The was the first time in media history that people sitting in their homes, watching an event on their TV sets, quite literally walked into their own picture tubes. Thousands of Los Angeles residents, watching the chase on television, realized that O.J. was going to pass by their homes. They ran out onto the street to cheer O.J. on and, in the process, onto their own television screens. The impact of the original image was intensified by this new form of audience participation, drawing more television viewers and, in turn, more fodder for the fleet of cameras. It was as if the theories of quantum physics were demonstrating themselves on CNN, with the viewing audience playing the scientists who find themselves under their own looking glass.

The media of Marshall Macluhan’s era was embodied by the Zapruder film, which showed a presidential assasination and history itself unfold, frame by frame, again and again, on prime time television. The O.J. Simpson chase brought us into a new era, characterized by the interdependencies and alternating roles of an audience and its media.

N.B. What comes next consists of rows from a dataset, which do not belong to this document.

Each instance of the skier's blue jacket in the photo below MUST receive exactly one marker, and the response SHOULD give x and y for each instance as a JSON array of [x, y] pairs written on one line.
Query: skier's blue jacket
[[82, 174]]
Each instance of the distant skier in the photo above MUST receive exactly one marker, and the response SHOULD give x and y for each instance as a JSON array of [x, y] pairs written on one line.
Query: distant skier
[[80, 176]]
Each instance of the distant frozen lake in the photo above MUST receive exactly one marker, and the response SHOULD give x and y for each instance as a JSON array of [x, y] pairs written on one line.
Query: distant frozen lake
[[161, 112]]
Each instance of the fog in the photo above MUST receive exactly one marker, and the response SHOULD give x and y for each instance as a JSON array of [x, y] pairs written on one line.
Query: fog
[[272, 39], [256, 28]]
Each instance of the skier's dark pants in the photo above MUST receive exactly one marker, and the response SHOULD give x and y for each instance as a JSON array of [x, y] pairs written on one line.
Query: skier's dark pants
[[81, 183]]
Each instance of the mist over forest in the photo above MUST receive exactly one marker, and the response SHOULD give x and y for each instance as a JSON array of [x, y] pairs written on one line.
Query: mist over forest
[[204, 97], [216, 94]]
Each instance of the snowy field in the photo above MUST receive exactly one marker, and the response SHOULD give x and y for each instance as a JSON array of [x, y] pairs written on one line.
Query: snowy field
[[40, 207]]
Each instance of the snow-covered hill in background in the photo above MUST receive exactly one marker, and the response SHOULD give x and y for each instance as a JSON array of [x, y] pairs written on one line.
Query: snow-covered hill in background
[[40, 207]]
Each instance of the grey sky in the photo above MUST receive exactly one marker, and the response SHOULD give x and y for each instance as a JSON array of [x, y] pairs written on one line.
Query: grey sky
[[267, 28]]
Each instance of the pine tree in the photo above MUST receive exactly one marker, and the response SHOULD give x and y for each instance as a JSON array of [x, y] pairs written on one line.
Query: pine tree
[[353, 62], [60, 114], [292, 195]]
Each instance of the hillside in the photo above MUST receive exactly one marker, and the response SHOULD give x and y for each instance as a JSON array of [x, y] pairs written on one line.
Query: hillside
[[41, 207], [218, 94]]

Even though this book was written back in the ancient history of Alan Dershowitz/Mike Tyson, Bill Clinton/Jennifer Flowers, and Menendez/Part One — as opposed to Alan Dershowitz/O.J. Simpson, Bill Clinton/Paula Jones and Menendez/Part Two — it aims to deconstruct and explain a datasphere that more explicity manifests its true nature to us every day.

Hopefully, if I’ve done my job, this book can serve as a handbook to the media of this decade, and provide us with the some of the tools necessary to navigate through an increasingly mediated world. Most of the examples I’ve used still resonate pretty strongly today, over a full year after they occurred. But if they don’t for you, don’t worry. There will be more opportunities for you to walk onto your television screen every day.

Douglas Rushkoff
New York City, 1995

“An inspired look at how ideas are disseminated by the media and at how new concepts can be injected into the mainstream, altering views about critical social issues. The “datasphere,” says culture critic Rushkoff (Cyberia, not reviewed), is the new territory of human development, a region as “open as the globe was five hundred years ago.” Discounting fears that new media will remain the province of corporations and governments, Rushkoff maintains that they’re too complex and chaotic to be controlled by any one force. In fact, he asserts, the media replicates much like biological forms and can be manipulated to hasten our evolution. This book is a guide to empowerment through media activism; it shows how progressive notions are “injected” into the media—often with careful premeditation—via television programs like “The Simpsons” or through the recreation of events like the Rodney King beating on programs like “L.A. Law.” Rushkoff interviews young meta-media theorists who develop “designer viruses” such as the “Smart Drugs” public relations campaign (which works to legalize drugs the FDA forbids) in order to “infect” public thinking. And he shows how attempts to control the media can backfire, as happened in the 1992 Republican presidential campaign. The book has its problems: A helter-skelter style sometimes undermines the rigor of otherwise persuasive arguments, and Rushkoff is so enthusiastic about the positive power of everything from daytime talk shows to MTV that he barely acknowledges their negative effects. A more critical perspective— or an examination of the media activism of the Christian right or other cultural forces—would have given his study a critical edge it lacks. But this book will convince many that the counterculture is alive and well—and more widely dispersed than ever.”